Cervical cancer is the fourth most frequent form of cancer among women, he said, as 500,000 new cases are recorded around the world each year. In Europe, 60,000 women each year develop cervical cancer, while 30,000 die from it.

This type of cancer can be prevented, the minister said, through the Pap smear. Prevention, Pamporidis said, should begin at a younger age, as it takes around ten years for cervical cancer to develop.

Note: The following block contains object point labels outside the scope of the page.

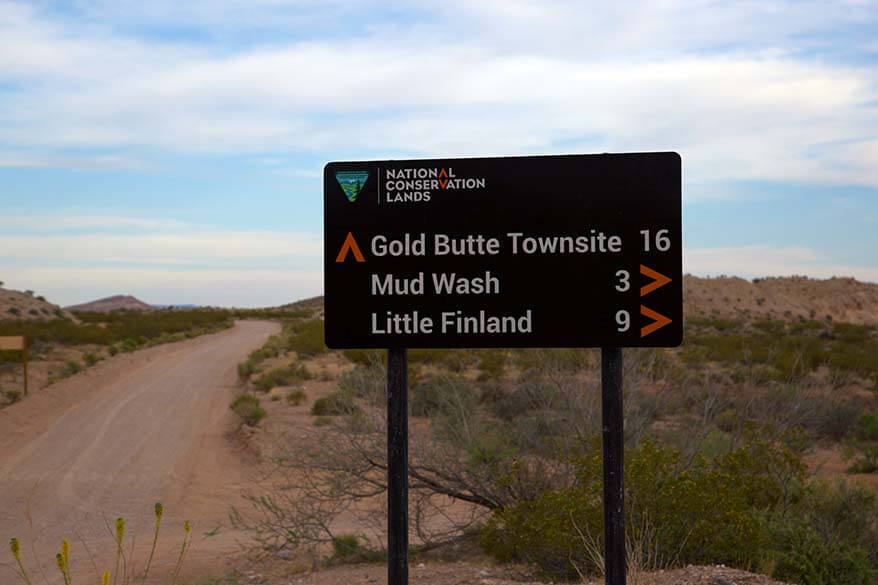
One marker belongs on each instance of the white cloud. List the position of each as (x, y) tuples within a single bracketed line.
[(48, 222), (761, 260), (461, 87)]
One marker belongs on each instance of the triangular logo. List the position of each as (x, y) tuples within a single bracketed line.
[(352, 182)]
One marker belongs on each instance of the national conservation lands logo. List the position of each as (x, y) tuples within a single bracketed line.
[(352, 183)]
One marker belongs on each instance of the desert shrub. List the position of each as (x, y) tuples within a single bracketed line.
[(71, 367), (801, 556), (306, 338), (440, 394), (347, 547), (365, 357), (531, 393), (491, 364), (334, 404), (246, 369), (293, 373), (710, 512), (128, 345), (124, 571), (863, 445), (247, 407), (296, 397), (366, 382), (567, 360)]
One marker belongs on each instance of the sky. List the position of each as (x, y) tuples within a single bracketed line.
[(174, 150)]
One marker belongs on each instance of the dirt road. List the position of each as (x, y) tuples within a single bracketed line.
[(140, 428)]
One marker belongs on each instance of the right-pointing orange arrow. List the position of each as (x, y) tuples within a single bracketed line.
[(659, 280), (659, 321)]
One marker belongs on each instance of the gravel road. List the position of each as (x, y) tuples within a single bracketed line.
[(139, 428)]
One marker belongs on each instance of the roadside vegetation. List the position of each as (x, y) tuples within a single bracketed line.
[(720, 437), (125, 569), (95, 337)]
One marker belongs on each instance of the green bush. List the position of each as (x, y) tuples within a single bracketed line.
[(334, 404), (710, 512), (70, 368), (296, 397), (247, 407), (801, 556), (306, 338), (293, 373), (365, 382), (442, 394), (863, 445), (365, 357), (491, 364)]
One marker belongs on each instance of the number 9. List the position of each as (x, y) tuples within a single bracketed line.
[(623, 320)]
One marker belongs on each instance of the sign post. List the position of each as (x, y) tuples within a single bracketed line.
[(397, 467), (547, 251), (17, 343)]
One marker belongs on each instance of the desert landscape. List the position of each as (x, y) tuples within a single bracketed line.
[(244, 424)]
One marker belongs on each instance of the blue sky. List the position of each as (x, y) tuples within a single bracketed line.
[(173, 150)]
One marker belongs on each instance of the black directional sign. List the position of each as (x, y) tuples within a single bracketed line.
[(547, 251)]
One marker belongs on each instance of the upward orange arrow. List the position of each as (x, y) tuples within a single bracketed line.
[(350, 245), (659, 280)]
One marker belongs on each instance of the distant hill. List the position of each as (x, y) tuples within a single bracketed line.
[(783, 298), (21, 306), (115, 303)]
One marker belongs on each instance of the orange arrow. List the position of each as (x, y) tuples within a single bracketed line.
[(659, 321), (350, 245), (659, 280)]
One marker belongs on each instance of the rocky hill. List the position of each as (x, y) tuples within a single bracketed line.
[(114, 303), (787, 298)]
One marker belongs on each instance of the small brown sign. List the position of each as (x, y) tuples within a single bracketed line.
[(12, 343)]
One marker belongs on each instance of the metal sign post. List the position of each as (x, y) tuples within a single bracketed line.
[(613, 442), (397, 467)]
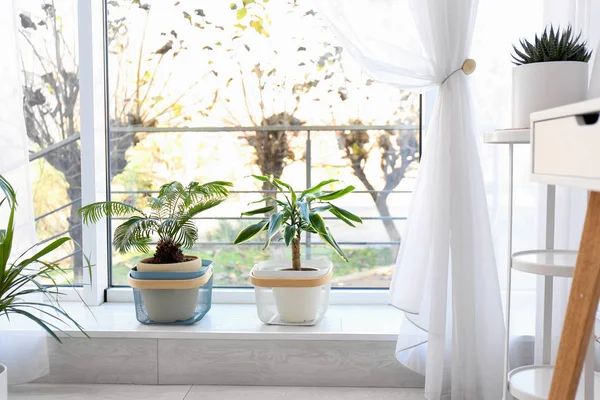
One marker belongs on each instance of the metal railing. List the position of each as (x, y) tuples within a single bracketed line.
[(308, 181)]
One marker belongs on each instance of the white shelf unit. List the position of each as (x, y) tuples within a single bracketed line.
[(533, 382)]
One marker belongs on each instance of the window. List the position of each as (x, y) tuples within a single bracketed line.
[(48, 44), (256, 87)]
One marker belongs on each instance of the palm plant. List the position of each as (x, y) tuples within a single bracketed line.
[(23, 278), (298, 214), (170, 218), (559, 45)]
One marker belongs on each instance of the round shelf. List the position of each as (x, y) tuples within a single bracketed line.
[(507, 136), (546, 262), (531, 382)]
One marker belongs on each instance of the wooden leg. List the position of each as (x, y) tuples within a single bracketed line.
[(581, 310)]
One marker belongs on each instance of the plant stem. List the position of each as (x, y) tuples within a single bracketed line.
[(296, 266)]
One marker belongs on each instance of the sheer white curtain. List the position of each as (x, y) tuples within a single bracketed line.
[(23, 349), (445, 277)]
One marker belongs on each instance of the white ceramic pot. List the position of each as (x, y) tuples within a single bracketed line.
[(3, 382), (187, 266), (293, 302), (170, 305), (543, 85)]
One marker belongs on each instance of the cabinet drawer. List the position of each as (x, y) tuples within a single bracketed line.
[(565, 145)]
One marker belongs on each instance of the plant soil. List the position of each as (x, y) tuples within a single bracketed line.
[(151, 260), (301, 269)]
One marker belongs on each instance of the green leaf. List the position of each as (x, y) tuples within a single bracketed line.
[(290, 233), (6, 244), (342, 218), (304, 211), (335, 195), (327, 238), (281, 203), (250, 231), (318, 223), (326, 207), (287, 186), (275, 225), (262, 210), (347, 214), (92, 213), (317, 187)]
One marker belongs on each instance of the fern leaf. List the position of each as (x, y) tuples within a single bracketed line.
[(92, 213)]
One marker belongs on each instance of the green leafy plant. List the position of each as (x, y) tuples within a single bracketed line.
[(298, 214), (559, 45), (26, 276), (170, 218)]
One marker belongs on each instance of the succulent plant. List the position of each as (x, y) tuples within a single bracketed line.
[(552, 45)]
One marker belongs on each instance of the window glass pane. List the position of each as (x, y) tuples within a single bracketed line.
[(184, 76), (48, 44)]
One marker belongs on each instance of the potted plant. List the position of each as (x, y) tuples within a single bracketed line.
[(170, 220), (551, 72), (299, 289), (27, 275)]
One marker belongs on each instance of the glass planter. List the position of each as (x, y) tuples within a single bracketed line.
[(287, 297), (172, 301)]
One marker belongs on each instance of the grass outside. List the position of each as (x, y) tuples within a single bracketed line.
[(233, 264)]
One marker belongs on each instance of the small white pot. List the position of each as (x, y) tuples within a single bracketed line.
[(195, 264), (300, 297), (297, 305), (3, 382), (543, 85)]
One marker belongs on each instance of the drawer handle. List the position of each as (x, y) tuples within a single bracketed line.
[(588, 119)]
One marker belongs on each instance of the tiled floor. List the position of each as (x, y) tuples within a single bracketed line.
[(165, 392)]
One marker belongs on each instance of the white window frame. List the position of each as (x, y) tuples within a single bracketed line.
[(94, 153)]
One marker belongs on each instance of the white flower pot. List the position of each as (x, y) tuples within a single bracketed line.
[(3, 382), (543, 85), (192, 265), (284, 296), (297, 305)]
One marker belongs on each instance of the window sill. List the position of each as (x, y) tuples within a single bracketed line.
[(240, 322)]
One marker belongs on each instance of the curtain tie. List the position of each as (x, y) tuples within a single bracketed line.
[(467, 68)]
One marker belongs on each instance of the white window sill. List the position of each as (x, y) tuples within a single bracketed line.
[(238, 321)]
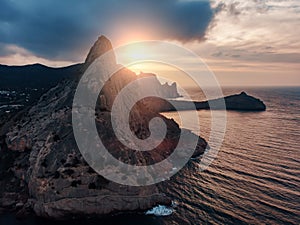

He added that his ministry has introduced this school year the human papilloma virus (HPV) vaccine against cervical cancer in private and public schools. The first dose has already been administered free of charge to 5,000 13-and 14-year-old female students. The second dose is to be administrated in April and May, he said, while the aim is to expand the scheme in the future to cover the vaccination of boys as well.

At the event, a survey was also presented on the level of awareness and prevention among women living in areas of the Tamassos Bishopric that funded the research carried out by Epidemiologist, Lia Demetriou, with the support of the Federation of Business and Professional Women (Kogee).  Some 1295 women participated in the survey who were aged between 20 and 64, residents of Lakatamia, Pera Orinis, Paliometocho, Palaichori and Episkopio in the Nicosia district.

The head of the Kogee Mary Papadopoulou said that the study indicated that women living in rural areas or those with lower incomes or less educated, know little about cervical cancer and take the Pap smear more rarely.

More than half of the respondents said that they take the Pap smear annually or every two years, while a third said they rarely take the test or that they have never taken it.

More than eight in ten said that they had adequate knowledge concerning cervical cancer, while 15 per cent said that they did not know that much about it, or at all.

As regards their source of information, half of the respondents said their doctor, more than four in ten said the media, and almost a fourth said lectures of the Kogee.

Almost a third of the women asked, said they did know anything about the HPV vaccine, 11.4 per cent however, said they had been vaccinated.

The findings also indicated that the shorter the distance to Nicosia, the better informed they were on cervical cancer, and the more frequently they took the Pap smear.

Papadopoulou said that the numbers indicate that more efforts are needed to raise awareness among women through gynaecologists, the media, lectures and seminars. “Prevention and precaution should be at the core of the public health policy, with the creation of special information programmes, free examination and vaccination,” she said.

Dr Dinos Mavromousatkis, of the gynaecological society said that at the moment, women, can be referred from public hospitals to private doctors for the Pap smear.